There are a few things that are in the game that can not be put under a specific grouping as they are slight things that are outside of gameplay. To start with at the initial starting up of the game you must enter your password and even sometimes your username and password to be able to play. I understand that this is for security reasons and I think that is a fantastic idea as it protects your players from someone hacking your game, this feature even comes on the console versions as you are logging into a server. Something that concerns me is that for you to be able to keep playing you require a steady internet connection. Now normally this isn’t something that I would mention, but the whole point of an MMORPG is the first part of that, online. I was booted a few times when my hub decided it didn’t want to work and I was in the middle of a battle at the time. This can be just a minor issue as most people with broadband have a decent connection, but then again when hasn’t a hub stopped working or had troubles due to line problems? The last thing is the messaging system that is in the game. At the bottom left hand corner is a chat box where
you as a player can verbal interact with the rest of the people in one go.

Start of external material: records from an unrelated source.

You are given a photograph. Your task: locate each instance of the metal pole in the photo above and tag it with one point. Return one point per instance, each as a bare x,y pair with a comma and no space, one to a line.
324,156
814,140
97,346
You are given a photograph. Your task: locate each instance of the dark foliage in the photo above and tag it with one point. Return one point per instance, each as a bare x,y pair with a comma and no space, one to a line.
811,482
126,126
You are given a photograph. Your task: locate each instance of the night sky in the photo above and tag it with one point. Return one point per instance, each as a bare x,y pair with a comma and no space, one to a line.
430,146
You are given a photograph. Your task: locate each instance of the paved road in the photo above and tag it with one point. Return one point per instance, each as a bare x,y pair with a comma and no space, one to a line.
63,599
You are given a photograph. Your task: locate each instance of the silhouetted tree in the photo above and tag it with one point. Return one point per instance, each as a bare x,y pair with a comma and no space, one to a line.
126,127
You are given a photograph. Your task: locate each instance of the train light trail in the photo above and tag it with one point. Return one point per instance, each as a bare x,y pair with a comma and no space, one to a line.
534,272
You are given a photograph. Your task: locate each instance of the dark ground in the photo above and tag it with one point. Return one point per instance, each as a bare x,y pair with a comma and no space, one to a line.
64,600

Although this is something that is in the game it can’t really be put under anything apart from this, it is a great way to ask question to people who have been playing longer and also to see when someone else has achieved a goal or completed a quest. It is something that a game of this size and complexity needed and is something that I know will help me when I am stuck or just wanting to say random things.
+Huge open world
+Ability to pick and choose battles
-No online connection can boot you from game
-Lock on system in battles
This is an amazing game and with Square Enix expanding it the world won’t just be getting bigger but a lot better, with more to do and more places to visit. I had a lot of fun playing FF14 as hours would fly by as if only minutes, the only major issue I really had was being booted when my internet connection went. There is so much to this game and the world is so large that you could have just as much fun exploring the world and finding new locations as you would playing the quests and going into battles and fates. I would recommend this game to anyone who likes Final Fantasy or MMORPG or just online games, it is highly addictive and well worth having in your collection.